Evidence-based medicine and a race against time
Dr Ulrich Carshagen, Air Rescue Group Lead Flight Physician, Africa, describes a case involving a patient with a limbthreatening injury who needed to be evacuated rapidly from a central African country.
Work-related life or limbthreatening injuries are frequently encountered in various industries across the world, with Africa being no exception. With the added challenge of limited medical infrastructure and delays in getting to defi nitive care, these injuries could lead to serious morbidity and mortality. We describe a case that involved a patient with a limb-threatening injury who needed to be evacuated from a central African country in a race against time. The way our air ambulance medical crew managed the case before and during transport demonstrated an approach centered around evidence-based medicine and patient comfort. At Air Rescue we strive to exceed expectations both in logistical capabilities as well as medical management. In some cases, like the one described, both these factors become paramount to the successful execution of the mission.
The patient’s injury
A middle-aged woman sustained an isolated crush injury to her left hand while operating a machine at work just before 1pm in the afternoon. It resulted in a severely compromised hand, which included an extensive degloving wound involving all digits as well as the dorsal and palmar surfaces of the hand. There was a partial amputation of the left thumb as well as numerous fractures to the other digits. The patient was taken to a local facility where temporary measures were undertaken which included a washout and debridement. Prompt assistance from an assistance company meant that the air ambulance could be activated at the earliest opportunity.
After all emergency clearances were obtained for the fl ight, our air ambulance took off from our base in Johannesburg shortly after midnight for a flight of just over two hours. Upon arrival of the medical crew, a thorough assessment of the patient followed, and it was concluded that the patient was a suitable candidate for regional anesthesia, which was offered to the patient. She consented to a supraclavicular brachial plexus block, which was performed ultrasound guided by the flight physician. Subsequently, the patient’s pain improved to the point where she was pain-free for the duration of the flight.

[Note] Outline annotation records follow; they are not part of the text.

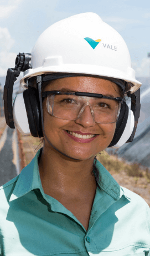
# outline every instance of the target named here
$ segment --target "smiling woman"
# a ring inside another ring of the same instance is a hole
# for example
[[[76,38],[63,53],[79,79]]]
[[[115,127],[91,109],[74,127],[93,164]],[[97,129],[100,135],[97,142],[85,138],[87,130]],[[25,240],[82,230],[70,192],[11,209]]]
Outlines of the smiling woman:
[[[20,70],[26,90],[15,97],[11,116],[11,76]],[[123,40],[95,13],[57,22],[42,34],[31,56],[19,53],[6,78],[7,123],[43,137],[44,145],[0,189],[3,256],[150,255],[148,205],[96,157],[132,141],[141,85]]]

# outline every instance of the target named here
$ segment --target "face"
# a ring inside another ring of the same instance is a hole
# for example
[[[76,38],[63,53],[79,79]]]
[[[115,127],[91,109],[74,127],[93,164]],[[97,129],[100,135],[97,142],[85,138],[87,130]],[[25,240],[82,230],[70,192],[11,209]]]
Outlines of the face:
[[[90,77],[66,77],[53,80],[44,91],[60,91],[63,88],[74,91],[91,92],[120,96],[117,86],[112,82]],[[45,132],[50,142],[64,154],[79,160],[93,157],[106,149],[113,138],[116,123],[96,124],[90,108],[86,106],[80,116],[75,121],[64,120],[49,114],[46,109],[46,99],[43,101],[43,116]],[[66,131],[96,135],[92,139],[79,139]],[[45,138],[44,147],[52,149]]]

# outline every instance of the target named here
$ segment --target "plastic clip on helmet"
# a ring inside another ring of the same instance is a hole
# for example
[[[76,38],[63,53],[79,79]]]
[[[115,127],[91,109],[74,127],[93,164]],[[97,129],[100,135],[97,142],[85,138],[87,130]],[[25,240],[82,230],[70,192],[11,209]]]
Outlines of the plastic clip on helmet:
[[[14,128],[14,123],[24,135],[43,136],[41,97],[43,74],[94,75],[122,82],[123,80],[126,85],[132,83],[128,92],[131,109],[123,102],[109,147],[118,147],[133,140],[139,115],[141,83],[135,78],[124,40],[98,15],[82,13],[56,22],[40,36],[29,56],[28,53],[19,53],[15,68],[8,70],[4,100],[7,124],[11,128]],[[28,64],[24,64],[25,61]],[[20,83],[28,88],[15,97],[12,109],[13,80],[16,80],[20,70],[24,71]],[[37,79],[38,90],[28,86],[33,77]]]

The patient arrived in Johannesburg in the early morning and was handed over to the trauma team at a well-known level 1 trauma center. The nerve block also allowed the receiving team to do an immediate detailed examination of the injured extremity without any additional analgesia or sedation.
Regional anesthesia
Logistically, this case necessitated a prompt response, and every effort was made to expedite the process. It is quite common to encounter logistical challenges when obtaining necessary clearances for flights on the continent, which can, in many instances, impact response time and require careful navigation for efficient operations.

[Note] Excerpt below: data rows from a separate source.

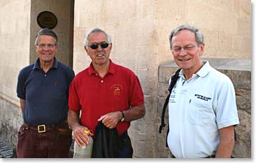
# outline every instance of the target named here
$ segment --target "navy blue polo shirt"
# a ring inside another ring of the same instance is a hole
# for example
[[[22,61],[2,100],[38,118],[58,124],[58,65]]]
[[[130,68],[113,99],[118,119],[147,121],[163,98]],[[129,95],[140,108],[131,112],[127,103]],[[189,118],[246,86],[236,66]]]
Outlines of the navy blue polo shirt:
[[[52,125],[67,119],[68,88],[74,71],[57,61],[45,73],[39,58],[19,74],[17,96],[25,100],[24,121],[31,125]]]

From a clinical perspective, regional anesthesia has become an integral part of a multimodal approach to pain management. Not only does it provide analgesia that is superior to most other agents, but it is also not associated with the common side effects encountered when using high doses of opioids, often needed to manage severe injuries. With the ever-expanding use of point-of-care ultrasound, many therapeutic procedures previously deemed impossible outside of the confines of the hospital, are now well within the scope of the flight physician.
As was demonstrated in our case, ultrasound-guided regional anesthesia can be safely and effectively performed in the pre-hospital, retrieval, and transport settings and should form part of the armamentarium of any critical care retrieval team.